Whatever it is, whenever it happens your self imposed rules are torn up. Once you succumb to a game guide for one puzzle, you’ll be quicker to do it again when you hit another brick wall. Once you’ve given up on getting all the achievements, those daft little pointless collectables you’ve been hunting out so painstakingly for the last 8 hours suddenly don’t matter at all (think Alan Wake and his Coffee Flasks)
I most recently experienced this while blasting through Trials Evolution, right around the time I started onto the “Extreme” tracks. My aim up to then had been getting a Gold medal on each track, and I’d been doing pretty well with only a handful of tracks so far still sitting on Silver medal status. The fact that some of those Golds took me an hour of effort to get didn’t bother me at all, I enjoyed the challenge. It took about five minutes of the first Extreme track for that to change though. I knew I had absolutely no mission of ever getting Golds on all the 8 Extreme tracks. Suddenly the goal I had been striving for was seemingly unattainable, and in the blink of an eye my goal was now just to finish all the tracks and forget the Gold medals. And I was fine with that.

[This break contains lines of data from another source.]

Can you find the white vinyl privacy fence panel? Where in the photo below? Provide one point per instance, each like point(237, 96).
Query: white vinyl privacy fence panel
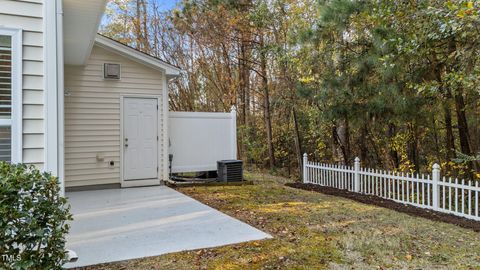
point(198, 140)
point(448, 195)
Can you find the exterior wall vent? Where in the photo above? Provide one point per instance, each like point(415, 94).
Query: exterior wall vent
point(230, 170)
point(111, 71)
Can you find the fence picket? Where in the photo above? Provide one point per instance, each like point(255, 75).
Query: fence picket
point(476, 199)
point(469, 199)
point(423, 190)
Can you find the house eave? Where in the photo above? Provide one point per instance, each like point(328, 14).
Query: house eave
point(81, 20)
point(142, 58)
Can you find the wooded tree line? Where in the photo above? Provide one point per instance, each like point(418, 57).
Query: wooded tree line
point(395, 83)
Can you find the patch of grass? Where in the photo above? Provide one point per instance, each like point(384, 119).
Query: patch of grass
point(317, 231)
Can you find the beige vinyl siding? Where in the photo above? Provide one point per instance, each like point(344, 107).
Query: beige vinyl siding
point(28, 16)
point(92, 116)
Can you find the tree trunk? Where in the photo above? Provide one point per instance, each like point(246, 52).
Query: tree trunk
point(463, 131)
point(462, 124)
point(298, 144)
point(266, 104)
point(395, 160)
point(343, 140)
point(362, 144)
point(412, 148)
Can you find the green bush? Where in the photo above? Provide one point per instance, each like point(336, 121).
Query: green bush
point(33, 219)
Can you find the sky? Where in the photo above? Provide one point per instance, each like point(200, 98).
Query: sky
point(167, 4)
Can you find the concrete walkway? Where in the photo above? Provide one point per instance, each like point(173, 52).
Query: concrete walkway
point(121, 224)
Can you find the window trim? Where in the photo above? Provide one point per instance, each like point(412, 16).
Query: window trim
point(16, 121)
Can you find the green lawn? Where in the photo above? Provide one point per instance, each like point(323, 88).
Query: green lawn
point(316, 231)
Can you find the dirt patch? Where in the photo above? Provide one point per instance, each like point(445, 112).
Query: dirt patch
point(399, 207)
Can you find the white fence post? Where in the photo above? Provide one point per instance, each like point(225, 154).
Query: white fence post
point(305, 160)
point(357, 174)
point(435, 180)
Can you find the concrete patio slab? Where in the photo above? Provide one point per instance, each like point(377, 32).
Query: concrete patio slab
point(121, 224)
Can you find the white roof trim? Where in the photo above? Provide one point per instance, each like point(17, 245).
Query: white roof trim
point(117, 47)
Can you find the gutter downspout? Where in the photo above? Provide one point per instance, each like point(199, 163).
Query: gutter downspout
point(60, 96)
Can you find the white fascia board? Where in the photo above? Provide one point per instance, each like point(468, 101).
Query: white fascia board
point(142, 58)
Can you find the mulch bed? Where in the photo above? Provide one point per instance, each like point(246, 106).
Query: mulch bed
point(400, 207)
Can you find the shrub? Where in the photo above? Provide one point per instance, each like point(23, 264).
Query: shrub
point(33, 219)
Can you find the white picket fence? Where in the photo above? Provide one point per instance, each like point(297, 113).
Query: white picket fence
point(447, 195)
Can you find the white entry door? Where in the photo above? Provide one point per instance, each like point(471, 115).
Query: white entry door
point(140, 138)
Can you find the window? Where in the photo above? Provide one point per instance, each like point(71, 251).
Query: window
point(10, 95)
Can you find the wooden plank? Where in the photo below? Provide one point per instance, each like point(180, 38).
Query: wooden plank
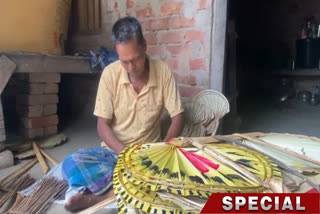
point(82, 15)
point(298, 72)
point(7, 67)
point(42, 162)
point(49, 157)
point(35, 62)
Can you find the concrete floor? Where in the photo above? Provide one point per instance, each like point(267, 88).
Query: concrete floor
point(81, 134)
point(257, 114)
point(266, 115)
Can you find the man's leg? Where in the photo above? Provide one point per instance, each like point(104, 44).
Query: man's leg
point(82, 201)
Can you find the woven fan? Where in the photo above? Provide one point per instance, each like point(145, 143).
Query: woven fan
point(184, 175)
point(216, 105)
point(300, 152)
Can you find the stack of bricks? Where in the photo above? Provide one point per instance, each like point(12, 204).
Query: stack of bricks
point(37, 105)
point(2, 130)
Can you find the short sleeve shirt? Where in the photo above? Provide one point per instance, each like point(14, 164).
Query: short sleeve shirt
point(136, 117)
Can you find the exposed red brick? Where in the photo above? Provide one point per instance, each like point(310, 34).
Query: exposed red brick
point(173, 65)
point(151, 38)
point(171, 37)
point(130, 4)
point(203, 4)
point(181, 22)
point(40, 122)
point(158, 24)
point(171, 8)
point(40, 99)
point(155, 50)
point(50, 130)
point(32, 133)
point(51, 88)
point(194, 35)
point(35, 88)
point(177, 50)
point(189, 91)
point(44, 77)
point(145, 12)
point(30, 111)
point(49, 109)
point(197, 64)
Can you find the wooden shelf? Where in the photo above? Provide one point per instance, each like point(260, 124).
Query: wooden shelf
point(34, 62)
point(297, 72)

So, yeah, I pussied out and gave up on my challenge. I was a quitter. So why don’t I care? Because in my opinion I’m not admitting defeat. I probably *could* get all the golds if I spent enough time, I just don’t want to any more. It’s reached that point where it just wouldn’t be fun to me – it would be more of a chore. Above all else, gaming is meant to be fun. It’s a hobby, it’s something that you pay money to do in your spare time and it shouldn’t feel like a chore. If it ever does, maybe you should remind yourself of that and change the rules, or change the game completely.
The completionist in me makes me want to beat every game I start, but there’s so many amazing games out there nowadays that if I’ve completely lost enjoyment in a game I’m not gonna keep playing for the sake of it. Towards the end of Disc 2 of L.A. Noire I grew tired of the seemingly random nature of the interrogations and the old Rockstar trademark of dragging out a story with too much filler so I haven’t played it in about a year. The beauty of it is you can go back to it any time you want should you fancy another crack at the challenge. In my case I’ve spent long enough away from the fantastic atmosphere and change of pace gameplay of L.A. Noire that when I go back to finish it off in the next few months I’ll enjoy it a lot more than I would have if I had just ploughed through it back when I started it.
Every game comes with its own set of rules and gameplay constructs, but don’t forget who’s really in charge of your gaming experience.